子宮の位置は妊娠に影響しますか?

子宮の位置は.体の縦軸に対する子宮体の相対的な位置によって.前方.中央.後方に分類することができます。 最も一般的な子宮の位置は前方で.子宮が前方に位置すると子宮頸管は後方に位置し.仰向けに寝ると膣の最も低い位置が後孔となり.精液は膣の後孔の位置に溜まり.精子が子宮腔に入りやすいように子宮口は後方に位置する。 生まれつき子宮後屈の女性もいますが.子宮後屈の場合.子宮頸管が比較的前方にあるため.精子が子宮腔に入りにくいことがあります。 しかし.排卵期には子宮頸管粘液の分泌がピークに達し.子宮頸管が10cmほど引っ張られるため.精子が子宮頸管や子宮腔に入りやすくなります。 したがって.他の婦人科疾患がなく.排卵が正常で.卵管に異常がなく.子宮内膜が正常であれば.単純な子宮後屈であっても.不妊の原因になることはもちろん.妊娠に大きな影響を与えることはありません。 しかし.先天性の子宮後屈ではなく.子宮内膜症や骨盤内炎症性疾患など.ある種の病気が原因で骨盤内に深刻な癒着を起こし.子宮が引っ張られて位置ずれを起こす患者もいます。 この時.不妊症の原因のほとんどは.排卵障害や卵管通過障害を引き起こす骨盤内の炎症や癒着.子宮内膜の耐性の低下を引き起こす子宮内膜炎によるものであり.子宮の位置ずれは不妊症の根本的な原因というよりは.臨床症状の一つに過ぎません。 したがって.単純な子宮後屈であれば妊娠への影響を心配する必要はありませんが.1年以上妊娠の準備をしているにもかかわらず不妊である場合は.不妊治療センターに相談し.妊娠に影響する他の要因がないかどうかを確認する必要があります。 子宮位置異常のもう一つのタイプに子宮脱があります。

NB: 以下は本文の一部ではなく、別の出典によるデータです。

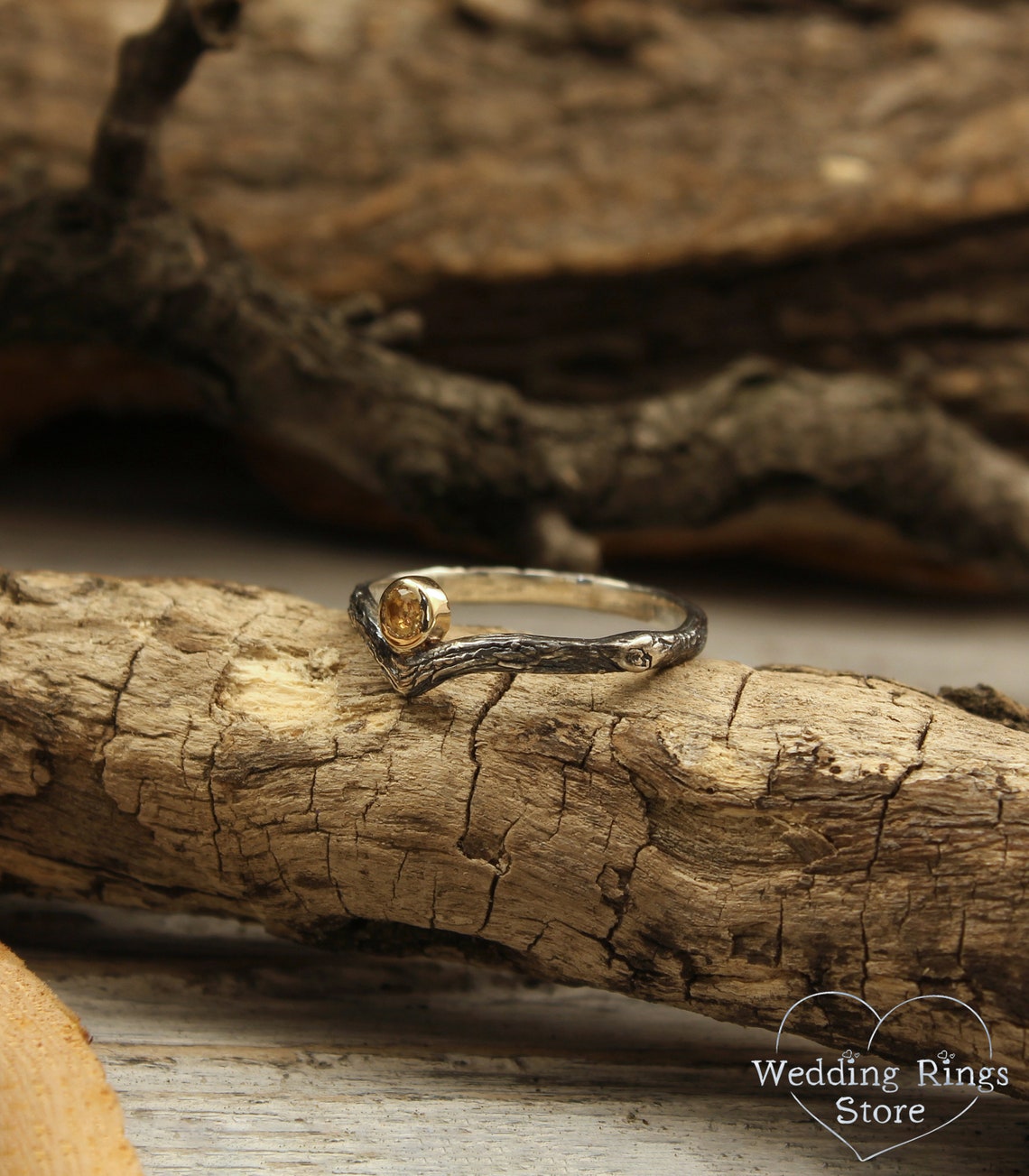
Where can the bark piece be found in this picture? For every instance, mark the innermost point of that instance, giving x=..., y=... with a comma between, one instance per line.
x=59, y=1116
x=713, y=837
x=473, y=462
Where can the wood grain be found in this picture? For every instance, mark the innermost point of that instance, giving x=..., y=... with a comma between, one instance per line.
x=718, y=838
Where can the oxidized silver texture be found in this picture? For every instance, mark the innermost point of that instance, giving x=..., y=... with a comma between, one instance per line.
x=634, y=651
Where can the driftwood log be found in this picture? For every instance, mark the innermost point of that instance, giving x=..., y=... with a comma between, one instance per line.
x=875, y=234
x=60, y=1117
x=717, y=838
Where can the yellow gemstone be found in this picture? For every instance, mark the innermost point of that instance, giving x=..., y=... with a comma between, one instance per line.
x=403, y=613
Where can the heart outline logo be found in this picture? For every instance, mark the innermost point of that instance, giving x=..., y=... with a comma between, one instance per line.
x=878, y=1023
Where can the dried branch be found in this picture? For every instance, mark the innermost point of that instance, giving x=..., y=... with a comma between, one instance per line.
x=152, y=69
x=473, y=462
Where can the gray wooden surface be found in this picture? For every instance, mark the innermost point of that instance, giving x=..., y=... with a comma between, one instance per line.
x=236, y=1052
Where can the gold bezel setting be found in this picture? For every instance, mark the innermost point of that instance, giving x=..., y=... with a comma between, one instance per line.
x=413, y=613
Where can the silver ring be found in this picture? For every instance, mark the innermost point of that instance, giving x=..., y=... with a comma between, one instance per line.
x=406, y=616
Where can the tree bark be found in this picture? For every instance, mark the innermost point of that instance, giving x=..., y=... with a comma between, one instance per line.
x=718, y=838
x=857, y=469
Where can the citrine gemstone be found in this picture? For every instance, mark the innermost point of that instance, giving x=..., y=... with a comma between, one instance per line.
x=403, y=613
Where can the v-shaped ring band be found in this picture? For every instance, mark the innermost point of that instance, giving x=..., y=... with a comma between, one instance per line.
x=404, y=617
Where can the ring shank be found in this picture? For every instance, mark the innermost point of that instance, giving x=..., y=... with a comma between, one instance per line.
x=529, y=586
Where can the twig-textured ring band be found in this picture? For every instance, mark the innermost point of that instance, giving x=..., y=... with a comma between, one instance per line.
x=404, y=617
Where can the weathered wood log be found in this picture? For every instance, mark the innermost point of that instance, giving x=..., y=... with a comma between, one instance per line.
x=718, y=838
x=58, y=1115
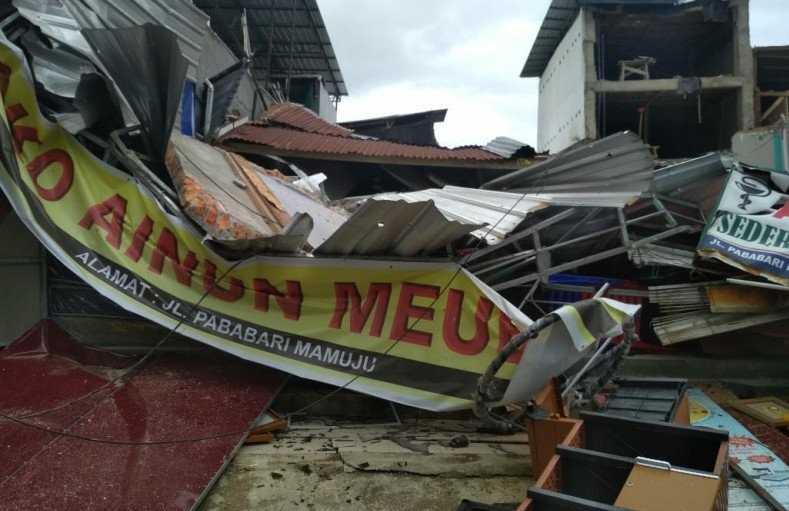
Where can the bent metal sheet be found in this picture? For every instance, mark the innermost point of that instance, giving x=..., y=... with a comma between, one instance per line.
x=417, y=333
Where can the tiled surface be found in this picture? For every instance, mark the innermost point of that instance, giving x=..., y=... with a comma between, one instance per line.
x=125, y=465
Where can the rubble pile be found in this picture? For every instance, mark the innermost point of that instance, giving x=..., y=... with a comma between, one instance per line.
x=169, y=184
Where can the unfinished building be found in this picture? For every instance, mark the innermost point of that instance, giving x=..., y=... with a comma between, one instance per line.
x=680, y=74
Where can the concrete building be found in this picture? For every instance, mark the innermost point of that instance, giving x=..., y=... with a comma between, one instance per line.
x=681, y=74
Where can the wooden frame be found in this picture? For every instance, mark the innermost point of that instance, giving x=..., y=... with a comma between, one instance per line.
x=745, y=406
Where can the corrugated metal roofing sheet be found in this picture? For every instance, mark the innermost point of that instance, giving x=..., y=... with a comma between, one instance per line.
x=300, y=117
x=620, y=162
x=303, y=142
x=395, y=228
x=499, y=212
x=505, y=147
x=242, y=207
x=63, y=20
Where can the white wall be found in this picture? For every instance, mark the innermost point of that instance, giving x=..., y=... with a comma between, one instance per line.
x=327, y=110
x=561, y=118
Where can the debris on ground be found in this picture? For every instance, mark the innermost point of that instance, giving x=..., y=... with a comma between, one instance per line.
x=596, y=323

子宮脱とは.子宮が膣に沿って下方に変位することを指し.脱出の程度によってⅠ度.Ⅱ度.Ⅲ度に分類されます。 しかし.子宮脱は多胎による出産障害.栄養失調.過度の肉体労働を受けた女性に多く.先天性の子宮脱はまれです。 子宮脱は女性のQOLに直接影響するものであり.出産の必要性の有無にかかわらず.積極的な治療が必要である。